The nuclear pore protein NUP98 impedes LTR-driven basal gene expression of HIV-1, viral propagation, and infectivity.

Abstract

Nucleoporins (NUPs) are cellular effectors of human immunodeficiency virus-1 (HIV-1) replication that support nucleocytoplasmic trafficking of viral components. However, these also non-canonically function as positive effectors, promoting proviral DNA integration into the host genome and viral gene transcription, or as negative effectors by associating with HIV-1 restriction factors, such as MX2, inhibiting the replication of HIV-1. Here, we investigated the regulatory role of NUP98 on HIV-1 as we observed a lowering of its endogenous levels upon HIV-1 infection in CD4+ T cells.
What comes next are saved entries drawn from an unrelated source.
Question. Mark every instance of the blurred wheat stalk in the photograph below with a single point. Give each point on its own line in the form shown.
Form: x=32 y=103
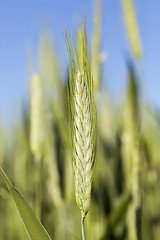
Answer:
x=37 y=153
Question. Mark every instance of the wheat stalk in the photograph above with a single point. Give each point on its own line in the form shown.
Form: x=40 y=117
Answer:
x=82 y=121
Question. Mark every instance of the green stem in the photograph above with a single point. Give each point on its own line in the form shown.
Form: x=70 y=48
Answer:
x=38 y=199
x=82 y=226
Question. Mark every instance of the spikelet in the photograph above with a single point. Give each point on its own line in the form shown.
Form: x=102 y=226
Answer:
x=132 y=27
x=36 y=117
x=82 y=120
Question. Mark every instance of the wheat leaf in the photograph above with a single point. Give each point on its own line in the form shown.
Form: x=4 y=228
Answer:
x=32 y=225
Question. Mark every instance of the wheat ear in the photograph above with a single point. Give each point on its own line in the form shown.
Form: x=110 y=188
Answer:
x=82 y=121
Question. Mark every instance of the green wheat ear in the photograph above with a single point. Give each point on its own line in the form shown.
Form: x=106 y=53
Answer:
x=82 y=118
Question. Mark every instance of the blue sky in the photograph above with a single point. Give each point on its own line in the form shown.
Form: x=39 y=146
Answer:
x=23 y=22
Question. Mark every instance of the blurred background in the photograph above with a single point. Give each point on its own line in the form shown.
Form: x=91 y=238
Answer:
x=35 y=151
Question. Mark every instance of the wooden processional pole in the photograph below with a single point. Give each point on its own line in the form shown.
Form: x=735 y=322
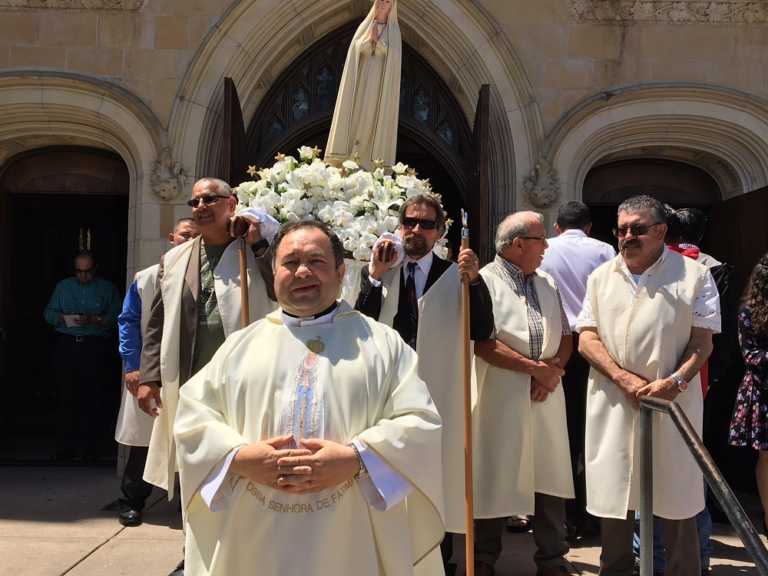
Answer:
x=468 y=480
x=245 y=315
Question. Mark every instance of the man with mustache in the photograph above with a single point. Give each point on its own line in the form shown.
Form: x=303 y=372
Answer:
x=646 y=329
x=421 y=299
x=309 y=445
x=196 y=306
x=519 y=419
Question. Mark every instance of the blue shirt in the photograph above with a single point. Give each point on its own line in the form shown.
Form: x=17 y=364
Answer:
x=98 y=297
x=129 y=329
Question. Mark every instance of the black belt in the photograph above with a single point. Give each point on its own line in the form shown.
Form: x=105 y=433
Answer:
x=79 y=339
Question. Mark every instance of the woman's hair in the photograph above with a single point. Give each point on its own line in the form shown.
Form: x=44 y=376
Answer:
x=756 y=295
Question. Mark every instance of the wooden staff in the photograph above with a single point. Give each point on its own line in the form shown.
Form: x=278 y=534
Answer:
x=468 y=481
x=245 y=313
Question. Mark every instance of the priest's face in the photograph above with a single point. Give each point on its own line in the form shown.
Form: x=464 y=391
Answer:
x=418 y=241
x=307 y=280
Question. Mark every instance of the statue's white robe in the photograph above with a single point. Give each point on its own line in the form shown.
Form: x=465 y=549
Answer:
x=134 y=426
x=264 y=382
x=161 y=460
x=440 y=350
x=521 y=447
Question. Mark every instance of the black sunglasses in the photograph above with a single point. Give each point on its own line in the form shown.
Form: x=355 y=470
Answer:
x=635 y=229
x=206 y=199
x=425 y=224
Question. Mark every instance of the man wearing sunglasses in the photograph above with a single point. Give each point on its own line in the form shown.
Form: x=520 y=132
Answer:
x=646 y=329
x=421 y=299
x=83 y=310
x=522 y=452
x=197 y=305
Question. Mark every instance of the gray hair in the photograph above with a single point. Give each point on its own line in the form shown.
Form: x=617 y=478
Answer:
x=642 y=204
x=514 y=226
x=221 y=187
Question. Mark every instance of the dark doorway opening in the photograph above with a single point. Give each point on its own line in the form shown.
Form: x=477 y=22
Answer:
x=55 y=201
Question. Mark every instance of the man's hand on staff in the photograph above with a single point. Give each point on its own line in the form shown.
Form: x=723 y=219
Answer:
x=383 y=258
x=469 y=264
x=662 y=388
x=328 y=464
x=242 y=226
x=148 y=396
x=631 y=384
x=259 y=461
x=132 y=381
x=547 y=374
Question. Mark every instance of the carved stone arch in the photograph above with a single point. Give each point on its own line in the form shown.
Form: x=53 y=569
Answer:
x=256 y=40
x=721 y=131
x=39 y=109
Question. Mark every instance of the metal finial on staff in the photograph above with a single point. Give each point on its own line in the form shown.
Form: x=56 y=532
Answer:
x=468 y=477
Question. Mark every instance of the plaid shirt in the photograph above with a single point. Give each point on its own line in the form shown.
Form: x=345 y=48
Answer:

Using complementary experiments in NUP98 overexpression and knockdown backgrounds, we deciphered that NUP98 negatively affected HIV-1 long terminal repeat (LTR) promoter activity and lowered released virus levels. The negative effect on promoter activity was independent of HIV-1 Tat, suggesting that NUP98 prevents the basal viral gene expression. ChIP-qPCR showed NUP98 to be associated with HIV-1 LTR, with the negative regulatory element (NRE) of HIV-1 LTR playing a dominant role in NUP98-mediated lowering of viral gene transcription. Truncated mutants of NUP98 showed that the attenuation of HIV-1 LTR-driven transcription is primarily contributed by its N-terminal region. Interestingly, the virus generated from the producer cells transiently expressing NUP98 showed lower infectivity, while the virus generated from NUP98 knockdown CD4+ T cells showed higher infectivity as assayed in TZM-bl cells, corroborating the anti-HIV-1 properties of NUP98. Collectively, we show a new non-canonical function of a nucleoporin adding to the list of moonlighting host factors regulating viral infections. Downregulation of NUP98 in a host cell upon HIV-1 infection supports the concept of evolutionary conflicts between viruses and host antiviral factors.